I sit beside him as I wait for him since he’s cracking his knuckles. He caresses the ivories. Then he plays a song I’ve been trying to master for years and still can’t play it perfectly, but he can! Chopin’s Valse Op. 64-1. Petit Chien.
My mouth hangs open, and my eyes follow his fast slender fingers playing fluidly with grace. When he finishes the song, I say, “You call that a little?!”
He laughs. “Yeah, mother said, at least, one of her children must have the gift of music.” He smiles shyly; it’s so delightful. “I’ve been playing since I was five,” he says, remembering a tasteful moment of his childhood. “But this one is my favourite most of all.”

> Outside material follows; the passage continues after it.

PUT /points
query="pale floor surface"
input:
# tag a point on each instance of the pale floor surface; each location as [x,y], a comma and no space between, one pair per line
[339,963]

Once again, he plays gracefully with his heart pouring into the song. To my surprise, it’s my favourite as well, and I have always played it since I was younger, maybe because of Nana Charlie’s influence. The piece he’s playing is Beethoven’s Piano Sonata No. 8, Op. 13. Pathetique II.
“Wow,” I breathe out. “That was beautiful.” He added a flare of his own in the piece, and it blended impeccably well.
I didn’t know he could play the piano. All I knew was that he plays the guitar. I know it because he was the reason I studied how to play it in the first place. Which in this timeline, 15-year-old-me is still learning.
“Thank you,” he bows, “how about you? Do you play?”
My face reddens. “Oh, I can. But I’m not as good as you.”
I started playing one of my favourite songs, Meet Me Tonight in Dreamland. I sing it again, but this time with a 180 cm sixteen-year-old as my spectator. Even though some of the doors are ajar, my voice bounces in the solarium, creating an echo effect like Lana Del Rey. Nate is looking at me as if mesmerized. I finish the song like most of its versions: singing the first verse and the chorus twice.
“Mariana, that was beautiful,” he touched my shoulder. “Hm, it sounds familiar, though. Is that song from one of Judy Garland’s movies?”
“Yeah, In the Good Old Summertime, but it’s not from where I learned about that song.” I smile, and my eyes glisten. “My nana, she always sings it to me when we were still living in London. She taught me how to play it and told me her mother used to sing it to her all the time.”
“You must be really close to your grandma. That’s sweet,” he says, smiling, playing a piece I don’t recognize. “My grandparents passed away before I was even born, so I have no idea what they were like when they were still alive. Ariel was the only one who experienced having them.”
I sniff and put an arm on him. “I’m sorry about that.”
He smiles warmly, “it’s alright. I didn’t mean to ruin the mood.”
As if he wants to lift the low energy back, he abandons the piece he was playing earlier and starts with a new one. I recognize it this time, but it is in a higher key. He is playing ’Isn’t This a Lovely Day’ from Top Hat.
I gasp at him and smile brightly because of too much excitement; I want to jump. I bet he could feel my enthusiasm since he chuckles. He grins and sways as he plays it on the piano with much vigour. He looks at me as if waiting for me to sing the lines.
So I sing passionately, clapping my hands on my lap and tapping my feet. “The weather is frightening, the thunder and lightning seem to be having their way. But as far as I’m concerned, it’s a lovely da~ay!”